At a special Scottish court sitting in Camp Zeist in the Netherlands, a Libyan national, Abdelbaset Ali Mohmed al-Megrahi, was convicted in 2001 of planting the bomb that brought down the jet.

The process of normalizing relations with Tripoli began in 2003 when the Libyan government agreed to dismantle its weapons of mass destruction in a transparent and verifiable way.

Pierre Bayle, a spokesman for MBDA in Paris, said Friday that the agreement on the sale of the medium-range Milan missiles to Libya was the result of 18 months of negotiations. But he downplayed the significance of the sale, saying it was relatively small in financial terms.

"It's a relevant contract, but it's not that big of a story," Bayle said. "That kind of thing we do regularly without getting much attention."

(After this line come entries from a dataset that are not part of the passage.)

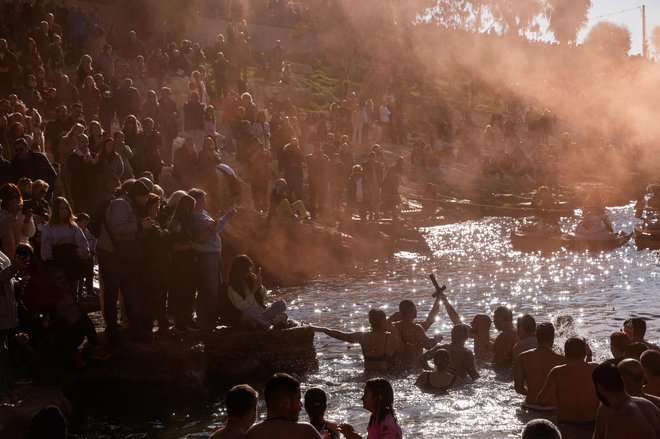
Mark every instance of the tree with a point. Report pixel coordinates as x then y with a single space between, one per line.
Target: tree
655 40
516 15
566 18
609 39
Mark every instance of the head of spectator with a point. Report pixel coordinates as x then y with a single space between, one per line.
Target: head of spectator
39 190
25 186
575 349
48 423
61 212
11 199
635 328
619 341
608 383
635 350
21 148
282 394
378 320
525 326
540 429
503 318
241 405
650 361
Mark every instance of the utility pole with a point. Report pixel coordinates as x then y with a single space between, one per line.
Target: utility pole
645 45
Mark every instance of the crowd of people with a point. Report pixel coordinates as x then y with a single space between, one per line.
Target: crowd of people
97 168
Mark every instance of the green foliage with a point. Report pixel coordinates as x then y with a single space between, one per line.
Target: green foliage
566 18
609 39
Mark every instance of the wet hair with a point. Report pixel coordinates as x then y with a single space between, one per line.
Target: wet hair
235 277
406 307
638 324
545 332
527 323
608 376
540 429
441 359
619 341
631 371
651 362
376 317
575 348
280 385
460 332
316 402
49 423
7 192
196 193
503 313
635 350
383 394
240 400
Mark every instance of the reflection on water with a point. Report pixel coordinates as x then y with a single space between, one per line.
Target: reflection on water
475 260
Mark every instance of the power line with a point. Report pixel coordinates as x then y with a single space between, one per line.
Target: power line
617 13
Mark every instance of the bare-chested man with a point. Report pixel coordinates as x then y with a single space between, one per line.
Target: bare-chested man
570 386
480 329
461 358
241 412
635 328
413 335
632 373
380 348
651 363
621 416
532 367
526 330
283 405
506 340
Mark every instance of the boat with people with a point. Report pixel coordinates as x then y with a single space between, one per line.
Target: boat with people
647 235
594 233
536 234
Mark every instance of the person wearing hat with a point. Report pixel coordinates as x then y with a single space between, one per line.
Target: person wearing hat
118 251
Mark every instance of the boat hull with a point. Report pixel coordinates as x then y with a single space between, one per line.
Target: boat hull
596 245
646 239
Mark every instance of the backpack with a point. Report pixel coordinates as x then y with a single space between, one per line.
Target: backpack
97 219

He declined to say whether MBDA was discussing other deals with Libya, but he said "there might be other things within our product range" - which includes the Exocet anti-ship missile and the Mistral surface-to-air missile - that might interest them. "Provided that we can obtain the proper clearance from governments, then we are open to doing business," Bayle said.

Military hardware companies across Europe have been working to sign deals with Tripoli for three years.

Industry executives said that Libya - whose arsenal is equipped mainly with aging Soviet-era weapons - has a long shopping list of military equipment, including helicopters, fighter jets and communications systems, and that they were in discussions with a number of manufacturers across Europe.

"Italian companies, German companies, French - everybody's been heading to Libya," said one industry executive who requested anonymity because of the sensitivity of the issue. "It's perfectly normal."